Yine rekabetçilik başlığında vurgulamak istediğimiz bir nokta daha var. Biz ilkelerimizi pazarlık konusu yapmayacak ve aşındırmayacak herkesle işçi hareketinin güncel nesnel çıkarları doğrultusunda sınıf mücadelesi ilişkisi, dostluğu içinde oluruz, dostlarımızdan eleştirilerimizi sakınmayız, bunu dostluğun kuralı olarak görürüz. Sendikal tarzlarımız, siyasal bakışlarımızda farklılar olması, örgütlenmeye dair tespit çıkarım ve bunun sonucu olan mücadele yordamları konusunda ortaklaşma varsa pratik bir örgütlenme vakasında birlikte çalışmaya engel değildir. Nakliyat-İş’le bu bağlamda birlikte çalışıyoruz. Ama daha da önemlisi Yemeksepeti örgütlenmesinin geçmişini bizzat biliyoruz ve emeğe saygıya değer veriyoruz. Övünce dost, eleştirince düşman olunan güncel sığ siyasi tutumların uzağındayız.

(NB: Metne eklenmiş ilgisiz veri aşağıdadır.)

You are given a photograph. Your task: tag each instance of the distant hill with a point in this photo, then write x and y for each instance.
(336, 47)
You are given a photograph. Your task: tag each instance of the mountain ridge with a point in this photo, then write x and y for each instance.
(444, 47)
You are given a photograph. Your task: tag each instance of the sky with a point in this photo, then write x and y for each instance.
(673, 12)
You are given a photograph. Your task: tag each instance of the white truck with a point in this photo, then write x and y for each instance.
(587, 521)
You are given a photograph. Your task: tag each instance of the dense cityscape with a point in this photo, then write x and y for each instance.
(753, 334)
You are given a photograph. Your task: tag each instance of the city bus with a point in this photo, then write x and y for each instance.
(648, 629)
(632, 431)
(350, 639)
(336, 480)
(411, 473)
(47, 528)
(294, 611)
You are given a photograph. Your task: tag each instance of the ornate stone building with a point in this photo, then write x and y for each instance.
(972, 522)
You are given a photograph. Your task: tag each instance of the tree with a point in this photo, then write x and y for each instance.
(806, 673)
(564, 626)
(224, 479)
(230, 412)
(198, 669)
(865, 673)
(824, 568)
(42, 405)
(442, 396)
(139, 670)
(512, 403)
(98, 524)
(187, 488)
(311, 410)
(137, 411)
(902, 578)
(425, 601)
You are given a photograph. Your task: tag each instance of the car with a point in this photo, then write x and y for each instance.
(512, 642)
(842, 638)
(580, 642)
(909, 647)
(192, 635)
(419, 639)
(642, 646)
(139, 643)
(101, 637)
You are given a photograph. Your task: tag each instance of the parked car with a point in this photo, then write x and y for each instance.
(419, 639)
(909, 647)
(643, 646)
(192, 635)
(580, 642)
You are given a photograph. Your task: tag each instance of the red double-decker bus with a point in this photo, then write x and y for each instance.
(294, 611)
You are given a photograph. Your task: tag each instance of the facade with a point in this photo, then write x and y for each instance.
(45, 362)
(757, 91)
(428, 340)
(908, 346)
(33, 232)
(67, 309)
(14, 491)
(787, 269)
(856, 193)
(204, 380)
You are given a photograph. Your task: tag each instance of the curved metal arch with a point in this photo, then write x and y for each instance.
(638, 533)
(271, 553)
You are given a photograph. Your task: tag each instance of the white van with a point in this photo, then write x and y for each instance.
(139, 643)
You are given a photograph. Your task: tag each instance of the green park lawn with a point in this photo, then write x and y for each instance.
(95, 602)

Yeni yılla ivme kazanan işçi hareketindeki direngen havanın, ücret ve hak mücadelelerinin önümüzdeki seçimler ve etrafındaki politik tartışmalarla birlikte özgül misyonlar üstleneceği bir momentteyiz. Bu moment sınıf hareketinde beklenilenin ötesinde bir politik konjonktürün inşa olmaya başladığını da gösteriyor. Görevimiz böylesi bir konjonktür inşasının politik-örgütsel ihtiyaçlarını hep birlikte karşılamaktır. Yani her bir işçi direnişini, örgütlenmesi, hak arayışını, ezilen çığlığını giderek ortak, birleşik bir güzergâha taşımaktır. Tabi dostlarımız sosyal medyada rekabetçi bir tavırla laf sokmayı, kendi çalışmasına “like” toplamayı, yayınlarında emekçi eylemlerini örgütlemeye uğraşanları görünmez kılmayı da tercih edebilir. Bizi bozmaz. Çarşınız pazar olsun der bildiğimiz yolda yürümeye devam ederiz. Komite son Türkiye Toplantısında şöyle demişti: “Bizim görevimiz faşizm geliyor tantanasıyla ortalığı ayağa kaldırmak değil, örgütleri iğdiş edilen, haysiyetleri kırılmak istenen, her türden gericilikle çevrilen ezilenleri ve emekçileri zincirlerini kırmaya sevk etmektir. (…) İçinden geçtiğimiz siyasal konjonktürü anlamlandırma çabamızın başarısı, ortaya çıkan sonucun ne kadar insanı etkilediği ve saflarımıza katılmalarına yol açtığıyla değil, iktidar karşısında doğru mücadele hattında kalmamızı sağlamasıyla ölçülür. Bugün sosyalizm idealini yeniden güncel kılmalı, proletarya devrimciliğini halk arasında gerçek bir hareket olarak örgütlemeliyiz. Devrime odaklanarak mücadeleye devam etmenin başka ölçütü yoktur.” Bu protesto döngüsünün ilk dalgasında bu tespit ışığında hareket ettik. Sıradakilere de aynı biçimde hazırlanacağız. Dostlarımıza da bunu öneririz.